Although the trial court in the case at hand has a legal duty to rule on Relator's motion, Relator has not shown that he asked the court to conduct a hearing. The appendix to Relator's petition includes a copy of his letter to the District Clerk transmitting "this motion for filing with the Court for a ruling after a hearing for evidence." This language, however, is not a formal request for a hearing, and the appendix contains no other document requesting a hearing on Relator's motion. Even if Relator's letter can be considered a request for a hearing, Relator must also show that the trial court has had a reasonable time within which to perform its duty. Relator filed his motion on September 6, 2002 and his petition for writ of mandamus on November 1, 2002. He therefore contends, in essence, that two months is a reasonable time for the trial court to conduct a hearing and rule on his motion.

What constitutes a reasonable time is dependent upon the circumstances of each case. Barnes, 832 S.W.2d at 426. In determining whether a specific length of time is reasonable, an appellate court may consider, inter alia, (1) the trial court's actual knowledge of the motion, (2) its overt refusal to act on the motion, (3) the state of the court's docket, (4) the existence of other judicial and administrative matters which must be addressed first, and (5) the trial court's inherent power to control its own docket. Chavez, 62 S.W.3d at 229. Although the District Clerk notified Relator by letter dated October 8, 2002 that his "motion was presented to the judge and returned with no action having been taken," Relator has furnished no information that allows us to determine the reason for the trial court's failure to act, the state of its docket, or its schedule.

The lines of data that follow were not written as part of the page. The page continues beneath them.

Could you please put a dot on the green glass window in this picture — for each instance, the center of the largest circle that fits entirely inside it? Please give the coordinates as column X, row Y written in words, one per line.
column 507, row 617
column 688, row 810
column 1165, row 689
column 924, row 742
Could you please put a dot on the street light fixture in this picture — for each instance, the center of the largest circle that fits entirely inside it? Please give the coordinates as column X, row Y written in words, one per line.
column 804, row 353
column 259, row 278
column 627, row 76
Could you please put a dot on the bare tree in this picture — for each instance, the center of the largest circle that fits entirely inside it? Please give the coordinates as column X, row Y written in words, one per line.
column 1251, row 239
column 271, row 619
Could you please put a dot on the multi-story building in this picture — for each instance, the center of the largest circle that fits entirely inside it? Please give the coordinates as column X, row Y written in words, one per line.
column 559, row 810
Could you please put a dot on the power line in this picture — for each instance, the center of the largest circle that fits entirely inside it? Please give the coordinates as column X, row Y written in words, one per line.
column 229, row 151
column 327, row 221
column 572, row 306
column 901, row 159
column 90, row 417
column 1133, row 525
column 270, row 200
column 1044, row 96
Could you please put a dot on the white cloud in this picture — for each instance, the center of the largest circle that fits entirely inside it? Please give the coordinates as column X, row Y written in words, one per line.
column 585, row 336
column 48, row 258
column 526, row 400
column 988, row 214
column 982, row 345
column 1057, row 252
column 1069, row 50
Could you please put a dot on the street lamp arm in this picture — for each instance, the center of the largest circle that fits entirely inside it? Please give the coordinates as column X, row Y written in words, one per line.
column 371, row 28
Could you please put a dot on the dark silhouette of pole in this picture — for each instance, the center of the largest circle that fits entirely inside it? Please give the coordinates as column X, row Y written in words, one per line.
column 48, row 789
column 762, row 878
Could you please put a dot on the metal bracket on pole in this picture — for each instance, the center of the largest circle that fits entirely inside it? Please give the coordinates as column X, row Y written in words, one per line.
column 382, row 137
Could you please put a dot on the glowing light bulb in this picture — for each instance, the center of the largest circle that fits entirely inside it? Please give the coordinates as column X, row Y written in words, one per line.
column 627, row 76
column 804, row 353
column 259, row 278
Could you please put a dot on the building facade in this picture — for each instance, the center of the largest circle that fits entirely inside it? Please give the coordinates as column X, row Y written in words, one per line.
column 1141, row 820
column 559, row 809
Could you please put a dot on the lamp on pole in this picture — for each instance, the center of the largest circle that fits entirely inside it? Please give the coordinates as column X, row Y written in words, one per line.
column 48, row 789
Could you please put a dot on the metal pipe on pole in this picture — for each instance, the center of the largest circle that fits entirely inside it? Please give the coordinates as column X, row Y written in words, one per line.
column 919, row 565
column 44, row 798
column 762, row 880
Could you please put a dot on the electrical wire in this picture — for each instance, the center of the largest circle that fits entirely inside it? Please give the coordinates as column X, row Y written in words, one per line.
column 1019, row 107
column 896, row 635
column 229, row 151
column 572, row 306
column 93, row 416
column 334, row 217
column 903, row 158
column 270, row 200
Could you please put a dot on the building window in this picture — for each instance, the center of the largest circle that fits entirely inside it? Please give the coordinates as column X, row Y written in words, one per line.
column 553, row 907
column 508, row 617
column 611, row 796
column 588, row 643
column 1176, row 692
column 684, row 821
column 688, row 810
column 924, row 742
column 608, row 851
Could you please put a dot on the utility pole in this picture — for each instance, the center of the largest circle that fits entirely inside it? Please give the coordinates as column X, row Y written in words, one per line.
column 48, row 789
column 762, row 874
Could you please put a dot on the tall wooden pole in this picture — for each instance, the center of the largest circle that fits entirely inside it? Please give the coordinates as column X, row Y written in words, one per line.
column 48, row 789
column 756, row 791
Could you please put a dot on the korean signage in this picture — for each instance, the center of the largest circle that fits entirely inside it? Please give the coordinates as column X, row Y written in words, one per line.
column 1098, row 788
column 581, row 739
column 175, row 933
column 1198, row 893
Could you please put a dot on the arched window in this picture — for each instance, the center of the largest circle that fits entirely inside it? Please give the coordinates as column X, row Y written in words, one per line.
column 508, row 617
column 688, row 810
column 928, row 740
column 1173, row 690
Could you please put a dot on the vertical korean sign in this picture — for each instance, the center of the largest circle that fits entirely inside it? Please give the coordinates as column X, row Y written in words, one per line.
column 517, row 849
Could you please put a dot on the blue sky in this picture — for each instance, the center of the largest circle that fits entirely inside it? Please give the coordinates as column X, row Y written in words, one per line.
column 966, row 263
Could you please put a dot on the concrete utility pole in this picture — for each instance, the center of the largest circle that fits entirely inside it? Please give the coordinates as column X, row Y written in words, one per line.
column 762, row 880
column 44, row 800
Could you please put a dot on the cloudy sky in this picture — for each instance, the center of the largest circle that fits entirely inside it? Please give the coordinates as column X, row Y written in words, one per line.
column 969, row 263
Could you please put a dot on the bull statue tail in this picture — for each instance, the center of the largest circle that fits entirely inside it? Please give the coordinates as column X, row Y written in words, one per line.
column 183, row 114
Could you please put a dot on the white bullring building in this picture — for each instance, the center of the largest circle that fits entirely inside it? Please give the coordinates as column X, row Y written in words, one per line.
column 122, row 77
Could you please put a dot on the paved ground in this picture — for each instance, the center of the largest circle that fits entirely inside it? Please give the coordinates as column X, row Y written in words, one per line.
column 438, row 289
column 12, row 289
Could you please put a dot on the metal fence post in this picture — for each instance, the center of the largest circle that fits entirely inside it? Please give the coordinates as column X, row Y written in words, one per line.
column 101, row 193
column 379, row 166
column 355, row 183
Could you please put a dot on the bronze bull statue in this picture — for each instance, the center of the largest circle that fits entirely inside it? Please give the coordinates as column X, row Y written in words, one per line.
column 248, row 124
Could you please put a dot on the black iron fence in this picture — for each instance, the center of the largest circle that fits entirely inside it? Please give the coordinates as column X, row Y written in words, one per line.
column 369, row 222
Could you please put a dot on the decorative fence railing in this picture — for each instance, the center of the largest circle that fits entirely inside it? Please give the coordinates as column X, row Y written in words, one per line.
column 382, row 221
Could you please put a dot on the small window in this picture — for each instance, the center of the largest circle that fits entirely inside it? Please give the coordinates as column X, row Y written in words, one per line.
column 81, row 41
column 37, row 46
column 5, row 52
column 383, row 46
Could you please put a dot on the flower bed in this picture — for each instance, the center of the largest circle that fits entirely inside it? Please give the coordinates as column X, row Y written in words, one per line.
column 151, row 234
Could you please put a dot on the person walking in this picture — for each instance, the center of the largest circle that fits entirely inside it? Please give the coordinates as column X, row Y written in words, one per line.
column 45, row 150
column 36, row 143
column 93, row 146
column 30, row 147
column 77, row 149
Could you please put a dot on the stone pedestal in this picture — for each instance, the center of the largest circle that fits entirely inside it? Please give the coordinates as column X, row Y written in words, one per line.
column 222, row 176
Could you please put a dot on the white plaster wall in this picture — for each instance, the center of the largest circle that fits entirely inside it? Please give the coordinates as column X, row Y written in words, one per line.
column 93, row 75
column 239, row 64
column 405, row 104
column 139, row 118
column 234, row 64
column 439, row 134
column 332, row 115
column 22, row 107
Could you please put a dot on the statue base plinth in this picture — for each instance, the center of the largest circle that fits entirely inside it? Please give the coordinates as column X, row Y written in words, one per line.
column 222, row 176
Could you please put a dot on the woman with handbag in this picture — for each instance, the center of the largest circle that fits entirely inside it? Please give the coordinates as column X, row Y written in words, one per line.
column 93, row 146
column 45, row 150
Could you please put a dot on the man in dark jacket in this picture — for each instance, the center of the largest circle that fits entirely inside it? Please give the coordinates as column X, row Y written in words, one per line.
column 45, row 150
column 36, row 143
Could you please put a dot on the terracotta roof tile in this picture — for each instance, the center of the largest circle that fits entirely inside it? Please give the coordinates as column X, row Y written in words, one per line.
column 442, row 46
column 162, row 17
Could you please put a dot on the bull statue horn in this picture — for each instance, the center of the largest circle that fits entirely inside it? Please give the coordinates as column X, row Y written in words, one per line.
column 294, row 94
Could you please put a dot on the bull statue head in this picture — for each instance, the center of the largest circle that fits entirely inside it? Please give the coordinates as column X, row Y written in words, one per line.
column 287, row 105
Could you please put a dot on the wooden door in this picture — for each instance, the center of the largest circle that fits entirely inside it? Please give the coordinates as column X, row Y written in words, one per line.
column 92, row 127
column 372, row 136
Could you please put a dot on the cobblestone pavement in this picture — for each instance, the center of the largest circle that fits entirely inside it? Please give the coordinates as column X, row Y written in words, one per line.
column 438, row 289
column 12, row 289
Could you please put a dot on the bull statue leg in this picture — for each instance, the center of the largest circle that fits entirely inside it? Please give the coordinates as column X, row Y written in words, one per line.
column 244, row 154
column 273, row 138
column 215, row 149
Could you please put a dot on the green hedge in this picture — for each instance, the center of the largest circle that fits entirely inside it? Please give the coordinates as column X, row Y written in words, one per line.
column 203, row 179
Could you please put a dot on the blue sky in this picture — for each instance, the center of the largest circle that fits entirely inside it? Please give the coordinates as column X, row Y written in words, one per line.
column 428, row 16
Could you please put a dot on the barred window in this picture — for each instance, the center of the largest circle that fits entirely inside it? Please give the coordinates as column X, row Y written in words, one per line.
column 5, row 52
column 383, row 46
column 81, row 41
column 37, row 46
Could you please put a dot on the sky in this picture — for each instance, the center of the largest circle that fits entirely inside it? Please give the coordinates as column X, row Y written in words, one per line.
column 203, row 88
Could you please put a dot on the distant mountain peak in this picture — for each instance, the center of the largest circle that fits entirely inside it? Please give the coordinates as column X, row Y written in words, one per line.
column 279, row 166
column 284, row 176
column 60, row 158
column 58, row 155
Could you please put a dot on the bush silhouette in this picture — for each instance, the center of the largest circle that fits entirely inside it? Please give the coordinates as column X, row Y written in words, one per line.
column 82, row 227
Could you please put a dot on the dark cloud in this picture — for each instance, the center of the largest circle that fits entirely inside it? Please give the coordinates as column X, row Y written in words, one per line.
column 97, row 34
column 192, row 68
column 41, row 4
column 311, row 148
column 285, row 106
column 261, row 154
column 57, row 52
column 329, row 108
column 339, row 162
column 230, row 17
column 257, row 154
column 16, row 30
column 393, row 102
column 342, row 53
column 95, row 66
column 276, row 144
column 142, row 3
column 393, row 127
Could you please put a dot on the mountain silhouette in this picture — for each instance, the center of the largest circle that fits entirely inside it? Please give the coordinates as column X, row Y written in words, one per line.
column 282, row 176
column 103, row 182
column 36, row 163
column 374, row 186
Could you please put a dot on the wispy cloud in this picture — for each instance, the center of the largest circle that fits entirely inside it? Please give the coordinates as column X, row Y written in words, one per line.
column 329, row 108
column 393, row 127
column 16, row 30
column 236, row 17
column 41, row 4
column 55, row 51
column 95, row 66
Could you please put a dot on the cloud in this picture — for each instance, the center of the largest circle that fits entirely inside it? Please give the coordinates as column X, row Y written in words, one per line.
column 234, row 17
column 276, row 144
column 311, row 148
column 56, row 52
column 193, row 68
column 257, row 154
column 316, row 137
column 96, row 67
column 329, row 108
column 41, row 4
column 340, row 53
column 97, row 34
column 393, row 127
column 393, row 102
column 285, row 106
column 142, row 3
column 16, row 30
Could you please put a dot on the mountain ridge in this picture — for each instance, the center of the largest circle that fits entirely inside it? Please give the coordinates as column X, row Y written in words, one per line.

Without such information, we cannot determine whether two months is a reasonable time for the trial court to conduct a hearing and rule on Relator's motion. Consequently, Relator has failed to show that he is entitled to mandamus relief. Accordingly, Relator's petition for writ of mandamus is denied.

Writ of mandamus denied.

LOUIS B. GOHMERT, JR.

Chief Justice

 

Opinion delivered November 8, in the Year of our Lord 2002.

Panel consisted of Gohmert, Jr., C.J., Worthen, J., and Griffith, J.

 
(DO NOT PUBLISH)
COURT OF APPEALS
TWELFTH COURT OF APPEALS DISTRICT OF TEXAS
JUDGMENT
November 8, in the Year of our Lord 2002
NO. 12-02-00318-CV
IN RE: DAN THOMAS
ORIGINAL PROCEEDING
ON THIS DAY came to be heard the petition for writ of mandamus filed by Dan Thomas, who is the defendant in Cause No. 20,692, pending on the docket of the 369th Judicial District Court of Anderson County, Texas. Said petition for writ of mandamus having been filed herein on November 1, 2002, and the same having been duly considered, because it is the opinion of this Court that A Writ of Mandamus Should Not Issue, it is therefore CONSIDERED, ADJUDGED and ORDERED that the said petition for writ of mandamus be, and the same is, hereby Denied.

Louis B. Gohmert, Jr., Chief Justice.

Panel consisted of Gohmert, Jr., C.J., Worthen, J., and Griffith, J.